Eravamo tutti incantati da questa lezione stupenda del maestro
Riggio, e spesso chiudevamo gli occhi ascoltando la sua voce,
per capire meglio il senso della cecità.
– Ora vi presento un mio amico che è fuori dalla classe da
almeno una mezzora, ma non si sta annoiando,
credetemi.- Il maestro andò alla porta l’aprì e fece
entrare una persona alta e distinta, piuttosto giovanile e
con indosso un paio di occhiali scuri ed un bastoncino
piuttosto lungo alla mano destra. Questi seguì con
naturalezza il nostro maestro e si fermò proprio in
prossimità della cattedra rivolgendo lo “sguardo” verso
di noi, cioè verso la parte della classe dove lui
individuava la nostra presenza.
– Ecco a voi il Sig. Francesco Amoroso.- Tutti
applaudimmo.
– Il Sig. Amoroso, ha circa trent’anni ed è cieco dalla
nascita, egli ora vi terrà una lezione di storia.- E gli lasciò
la parola.
– Cari ragazzi, innanzitutto ringrazio di cuore il vostro
maestro Riggio per questa opportunità che mi ha dato e
cioè quella di portare la mia testimonianaza a voi dei
cinque sensi. Vi voglio parlare ….di come fu fondata la
Magna Grecia e del perché del nostro ruolo nel
mondo…-
Fu una lezione meravigliosa, in classe il silenzio era totale. Il
Sig. Amoroso camminava in su ed in giù e ci “guardava” come
se ci vedesse davvero. La sua voce era completa nelle sue
tonalità ed impressioni per dare più significato ad alcuni passaggi
o personaggi del tempo passato. Il suo parlare era musicale.
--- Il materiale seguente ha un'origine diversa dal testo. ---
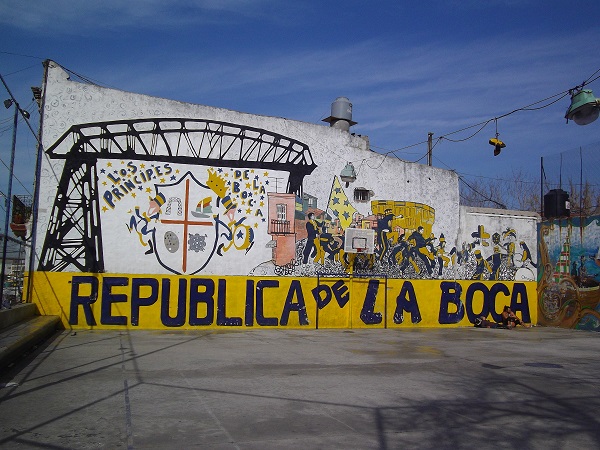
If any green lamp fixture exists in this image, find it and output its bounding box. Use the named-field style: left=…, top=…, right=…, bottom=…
left=565, top=89, right=600, bottom=125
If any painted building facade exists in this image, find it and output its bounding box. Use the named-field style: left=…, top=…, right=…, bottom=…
left=32, top=61, right=537, bottom=329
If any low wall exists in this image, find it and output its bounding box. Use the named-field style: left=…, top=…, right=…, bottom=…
left=32, top=272, right=537, bottom=330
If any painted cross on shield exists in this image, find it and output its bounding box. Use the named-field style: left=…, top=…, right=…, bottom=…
left=153, top=172, right=219, bottom=275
Mentre ci spiegava questa storia tutti avevamo dentro di noi
come uno schermo sul quale vedevamo le cose che ci narrava in
modo nitido e completo. Sentivamo i suoni diversi, dal fragore
del mare in tempesta ai silenzi delle montagne assolate, le voci
delle folle ed i cigolii dei carri. Bellissima esperienza. Quando
il Sig. Amoroso finì ci alzammo tutti in piedi e lo appalaudimmo
con un tal entusiasmo che il direttore che passava di lì in quel
momento si sentì costretto ad entrare. Vide la scena, guardò il
Sig. Amoroso ed il Maestro Riggio e poi nel silenzio
sopraggiunto disse:
– Il Sig. Amoroso, che conosco ormai da cinque anni, deve
avervi omaggiato di una sua lezione…mi spiace di non
avervi assistito. Ragazzi, fate tesoro di ciò che avete
capito e “carpito” da questi momenti di studio e di
attenzione. Rispettate i diversi da voi e cercate di
afferrare quanto la loro diversità sia compensata dalla
loro volontà e non meravigliatevi mai quando vi vedrete
superati in bravura da chi attraverso la sofferenza ha
saputo costruire una vita diversa ma parimenti utile
all’umanità.-
Altri applausi dopo il breve discorso del Direttore seguirono e
subito dopo la campana del finis ci obbligò a lasciare l’aula.
Lasciammo da soli il maestro Riggio, il Direttore e quindi il Sig.
Amoroso, che parlavano tra di loro, e ci allontanammo nel
corridoio per uscire.
Quel giorno, non so perché, feci fatica a narrare l’evento a casa,
ma poi, presi coraggio e ne parlai a mia madre che stava alla
luce della finestra della sala a ricamare con l’aiuto del suo telaio
tendi-stoffa. Ella mi ascoltò immediatamente e smise dopo poco
anche di ricamare per non perdersi nulla del mio racconto.
Sorrideva e poi mi accarezzò con affetto e disse:
– Caro Francesco, non dimenticarti mai di questa lezione
di storia bellissima, mai del Sig. Amoroso e delle
sofferenze che i ciechi devono subire lungo la loro vita,
ma soprattutto non dimenticarti mai che la Provvidenza
Divina, somministra sempre per il bene dell’uomo.